Он перестал шутить, стал угрюмым и необщительным: исключение составляла лишь Василиса, к которой он привязался как к другу. Но даже ей он не рассказывал ни про свои мрачные размышления, ни про Дыма Беляновича с его легендой.
Проработав в школе 2 года, Зароков уволился.
Капитан Копейкин, или попросту Мишка, продолжал регулярно забегать к Зарокову с известными предложениями. Однако Зароков был непреклонен и не притрагивался более ни к чему (даже к коньяку), делая исключения только для пива. Мишка обломался раз, другой, надувая и без того толстые губы, а потом стал пить с Зароковым за компанию пиво, лишь изредка принося для себя «белую».
Мишка был невысок, плотен и вид имел весьма потешный, напоминая хомяка. Хомяк этот, тем не менее, был шустр не по наружности, и только что не сыпал искрами вокруг. Он пытался успеть везде и как настоящий хомяк, тащил в дом про запас всякую вещь, так или иначе лежавшую плохо. В части, где он служил, все – от солдат до командира полка – звали его Хомой по имени персонажа одного детского мультфильма. Мишка, если происходило это не за глаза, а в открытую (что случалось, впрочем, изредка и только среди офицеров), всегда жутко обижался, орал и смешил этим всех до колик, так как в ярости был смешон еще пуще. Остывал он, однако, довольно быстро. Сослуживцы – и, бывало, еще и сам Зароков, – подкалывали его также на предмет установления его национальности. Всем, конечно, было известно, что он истинный русич, однако, хохмы ради, упорно продолжали искать в нем либо скрытого еврея, либо тайного хохла, регулярно пытаясь породнить его предков и с теми и с другими. И было из-за чего: Мишка всюду искал свою выгоду.

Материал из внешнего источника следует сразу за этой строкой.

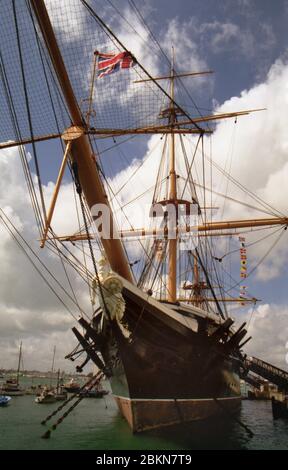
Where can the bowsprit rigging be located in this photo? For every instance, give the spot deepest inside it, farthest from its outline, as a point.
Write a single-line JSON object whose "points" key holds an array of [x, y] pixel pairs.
{"points": [[160, 329]]}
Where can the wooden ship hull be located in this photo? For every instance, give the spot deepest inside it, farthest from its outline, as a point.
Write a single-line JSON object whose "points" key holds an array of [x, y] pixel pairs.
{"points": [[172, 371]]}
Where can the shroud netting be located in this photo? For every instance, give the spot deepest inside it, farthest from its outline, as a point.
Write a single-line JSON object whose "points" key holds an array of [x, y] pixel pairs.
{"points": [[118, 102]]}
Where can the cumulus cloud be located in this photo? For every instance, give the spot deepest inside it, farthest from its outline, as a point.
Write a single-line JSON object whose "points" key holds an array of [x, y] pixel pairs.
{"points": [[268, 327], [29, 310]]}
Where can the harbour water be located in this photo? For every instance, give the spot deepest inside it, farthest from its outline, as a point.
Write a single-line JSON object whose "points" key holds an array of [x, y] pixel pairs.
{"points": [[95, 424]]}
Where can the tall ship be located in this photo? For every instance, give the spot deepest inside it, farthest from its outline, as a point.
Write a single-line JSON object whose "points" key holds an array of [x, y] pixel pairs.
{"points": [[155, 309]]}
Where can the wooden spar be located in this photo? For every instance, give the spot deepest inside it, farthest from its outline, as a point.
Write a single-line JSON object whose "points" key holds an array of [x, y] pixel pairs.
{"points": [[172, 249], [228, 299], [76, 237], [55, 194], [172, 128], [81, 150], [180, 75], [209, 226], [105, 133]]}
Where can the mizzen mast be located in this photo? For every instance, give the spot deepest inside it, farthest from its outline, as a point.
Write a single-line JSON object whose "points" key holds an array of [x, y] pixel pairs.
{"points": [[81, 150], [172, 248]]}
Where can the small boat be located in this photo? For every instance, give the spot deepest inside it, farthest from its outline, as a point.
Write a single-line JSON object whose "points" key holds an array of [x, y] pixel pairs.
{"points": [[93, 393], [4, 400], [47, 396], [60, 394], [279, 408], [11, 386], [72, 386]]}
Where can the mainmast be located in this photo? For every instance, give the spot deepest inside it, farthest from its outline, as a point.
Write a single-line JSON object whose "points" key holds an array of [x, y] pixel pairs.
{"points": [[172, 249], [80, 148]]}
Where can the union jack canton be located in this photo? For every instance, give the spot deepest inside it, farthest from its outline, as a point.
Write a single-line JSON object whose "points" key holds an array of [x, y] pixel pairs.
{"points": [[110, 63]]}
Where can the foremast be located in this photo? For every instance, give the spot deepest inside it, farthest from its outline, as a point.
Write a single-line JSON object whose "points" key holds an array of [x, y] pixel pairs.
{"points": [[80, 149]]}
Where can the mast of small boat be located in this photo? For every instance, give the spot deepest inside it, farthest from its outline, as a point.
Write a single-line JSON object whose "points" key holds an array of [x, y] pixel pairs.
{"points": [[19, 363], [80, 149], [52, 368]]}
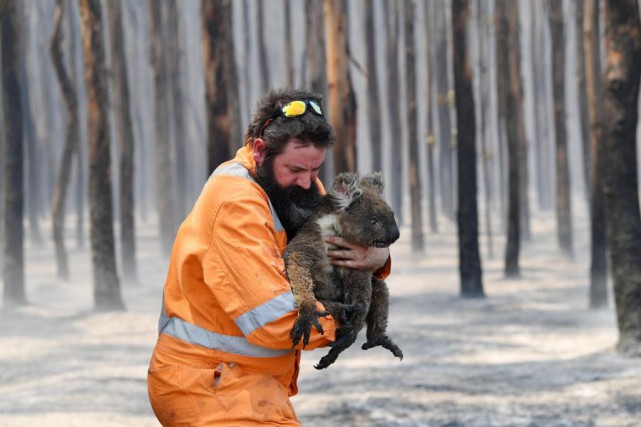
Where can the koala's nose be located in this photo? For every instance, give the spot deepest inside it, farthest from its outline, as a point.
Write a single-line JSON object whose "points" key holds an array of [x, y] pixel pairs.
{"points": [[394, 233]]}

Полк был кадрированный и полком мог называться лишь условно, поскольку личным составом был укомплектован только на треть (остальное – в случае войны). Народу не хватало, однако Мишка, если возможность предоставлялась, всегда клянчил у командира части, полковника Тесли «хотя бы пару бойцов на денек» – все знали, что капитан Копейкин, Хома, любовно обустраивает свою дачу. Дача принадлежала Мишкиной теще, матери Зинки, но та ею совершенно не интересовалась и Мишка хозяйничал там на пару с женой. И первое, что он сделал, так это перенес ограду своего участка ближе к дороге на целый метр – все больше получалось. Дом он задумал строить кирпичный: шапка была явно не по Сеньке, однако иного выхода не было, потому что Мишке удалось купить по случаю целую машину кирпича (безусловно, украденного где-то бедовым шофером) по немыслимо бросовой цене. Кирпича, правда, не хватило, а денег на покупку на местном кирпичном заводе, даже с самовывозом, у Мишки не было, и в ближайшем будущем дом был обречен именоваться обычным советским долгостроем. Но не таков был Хома. В то время в городе (вернее, на его окраине) имелся настоящий долгострой – возводили то ли скверную гостиницу, то ли неплохое общежитие. Над с трудом поднявшемся на два этажа зданием всегда висела сонная и вязкая, как застывающий цемент, тишина, ржавел кран и то тут, то там стоял в специальных лотках, а то и попросту валялся как попало кирпич. На него-то Мишка и положил глаз. На своей «Волге» (о которой необходимо будет сказать отдельно), он, специально проезжая мимо стройки от квартиры до части, каждый день загружал в багажник ровно по четыре кирпича. Итого в день выходило восемь штук. Когда у него случился отпуск, он только и делал, что ездил мимо, практически кругами и через неделю убил правый задний амортизатор (на колдобинах у дачи). В курсе всех этих шпионских действий, разумеется, был только Зароков – как сосед. И он все ждал, что Мишку того и гляди повяжут, но не тут то было: Хома спас-таки свой дом от долгостроя (при этом совершенно не влияя на тот долгострой, где он брал кирпичи) и так никому и не попался.